Improving Derivative Pricing Approximations for Discontinuous Payoffs
- A new differential machine learning (DML) technique improves the pricing of derivatives with discontinuous payoffs, according to a report published June 23, 2026.
- The technique addresses a long-standing limitation in quantitative finance where traditional machine learning requires massive datasets to achieve accuracy.
- Standard differential machine learning relies on the existence of a smooth derivative to guide the model.
A new differential machine learning (DML) technique improves the pricing of derivatives with discontinuous payoffs, according to a report published June 23, 2026. The method allows financial institutions to approximate prices for complex instruments, such as digital options, using significantly fewer training data points than standard machine learning models.
The technique addresses a long-standing limitation in quantitative finance where traditional machine learning requires massive datasets to achieve accuracy. By incorporating “differential” data—the derivatives of the pricing function, known in banking as “the Greeks”—the model learns the shape of the pricing surface more efficiently.
How does differential machine learning handle discontinuous payoffs?
Standard differential machine learning relies on the existence of a smooth derivative to guide the model. However, derivatives with discontinuous payoffs, such as binary or digital options, feature a “jump” in value at the strike price. At this specific point, the derivative becomes mathematically undefined or infinite, which typically causes DML models to fail or produce inaccurate approximations.

The new approach introduced in the report, “Differential machine learning with a difference,” implements a method to handle these discontinuities. While the specific algorithmic adjustment is technical, the process involves approximating the discontinuous jump in a way that the machine learning model can process without losing precision at the strike price.
According to the report, this allows the model to maintain the speed of a neural network while capturing the sharp edges of discontinuous payoffs that previously required computationally expensive simulations.

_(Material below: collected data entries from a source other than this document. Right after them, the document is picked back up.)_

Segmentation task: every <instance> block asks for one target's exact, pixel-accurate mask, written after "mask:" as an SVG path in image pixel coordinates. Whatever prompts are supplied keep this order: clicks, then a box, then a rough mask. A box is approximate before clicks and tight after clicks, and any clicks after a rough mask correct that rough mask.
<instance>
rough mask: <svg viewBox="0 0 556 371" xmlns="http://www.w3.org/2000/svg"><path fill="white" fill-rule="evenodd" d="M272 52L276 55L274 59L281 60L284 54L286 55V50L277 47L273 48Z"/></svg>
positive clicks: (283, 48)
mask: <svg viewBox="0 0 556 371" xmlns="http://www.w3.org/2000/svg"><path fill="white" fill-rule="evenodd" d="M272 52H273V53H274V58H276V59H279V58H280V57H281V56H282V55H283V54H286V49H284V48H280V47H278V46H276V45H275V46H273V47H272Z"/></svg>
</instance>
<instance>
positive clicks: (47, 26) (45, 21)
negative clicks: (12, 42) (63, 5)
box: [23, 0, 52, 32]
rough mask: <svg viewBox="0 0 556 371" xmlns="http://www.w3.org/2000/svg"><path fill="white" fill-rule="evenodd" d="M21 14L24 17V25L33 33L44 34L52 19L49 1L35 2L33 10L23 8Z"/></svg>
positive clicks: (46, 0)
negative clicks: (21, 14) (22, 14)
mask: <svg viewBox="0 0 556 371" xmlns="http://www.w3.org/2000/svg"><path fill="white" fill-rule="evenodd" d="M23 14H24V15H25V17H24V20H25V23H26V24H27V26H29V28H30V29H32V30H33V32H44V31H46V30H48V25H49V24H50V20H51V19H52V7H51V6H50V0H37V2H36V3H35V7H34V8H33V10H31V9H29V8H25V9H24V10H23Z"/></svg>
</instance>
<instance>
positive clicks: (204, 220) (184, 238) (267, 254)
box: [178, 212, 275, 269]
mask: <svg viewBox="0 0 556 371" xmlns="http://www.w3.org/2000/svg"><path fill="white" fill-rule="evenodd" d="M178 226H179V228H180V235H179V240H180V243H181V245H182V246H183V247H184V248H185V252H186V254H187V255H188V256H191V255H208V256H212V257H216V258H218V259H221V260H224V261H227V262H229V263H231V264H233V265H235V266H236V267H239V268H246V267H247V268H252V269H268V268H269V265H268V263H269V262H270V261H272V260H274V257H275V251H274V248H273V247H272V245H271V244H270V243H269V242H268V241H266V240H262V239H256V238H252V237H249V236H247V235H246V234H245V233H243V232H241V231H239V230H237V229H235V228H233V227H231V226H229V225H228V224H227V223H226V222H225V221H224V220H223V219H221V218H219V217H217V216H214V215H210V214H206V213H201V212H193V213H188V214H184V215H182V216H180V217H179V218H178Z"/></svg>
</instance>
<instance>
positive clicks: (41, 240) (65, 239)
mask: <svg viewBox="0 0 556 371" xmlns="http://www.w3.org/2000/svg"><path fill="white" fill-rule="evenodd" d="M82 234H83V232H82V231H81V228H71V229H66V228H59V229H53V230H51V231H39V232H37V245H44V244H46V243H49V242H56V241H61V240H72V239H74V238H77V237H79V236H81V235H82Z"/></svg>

Why does this matter for banking operations?
Banks use these models to manage risk and set prices for exotic derivatives. The primary business impact is the reduction of computational overhead. Most banks currently rely on Monte Carlo simulations to price complex derivatives, a process that requires thousands of random trials and significant server power.
By using DML, banks can replace these slow simulations with a trained model that provides near-instantaneous pricing. This speed allows traders to react to market volatility in real time rather than waiting for batch processing of risk reports.
Furthermore, the reduction in required training data lowers the cost of model development. Standard machine learning models often require millions of simulated examples to reach convergence. DML can achieve similar or better accuracy with a fraction of that data because it learns from both the price and the rate of change of that price.
How does this compare to previous pricing methods?
The efficiency of this new technique is best understood when compared to existing industry standards. Traditional Monte Carlo methods are highly accurate but slow. Standard machine learning is fast but data-hungry and often “smooths over” the sharp jumps in discontinuous payoffs, leading to pricing errors.
- Monte Carlo Simulations: High accuracy; very slow execution; no training required.
- Standard Machine Learning: Fast execution; requires massive datasets; struggles with discontinuous “jumps.”
- Differential Machine Learning: Fast execution; requires minimal datasets; now capable of handling discontinuous payoffs.
The ability to accurately price discontinuous payoffs is critical for risk management. If a model smooths out a jump in a digital option’s payoff, the bank may miscalculate its “Delta”—the sensitivity of the option’s price to changes in the underlying asset. This can lead to incorrect hedging and unexpected financial losses.
The June 23 report suggests that this modified DML approach closes the gap between the speed of AI and the precision of traditional quantitative finance.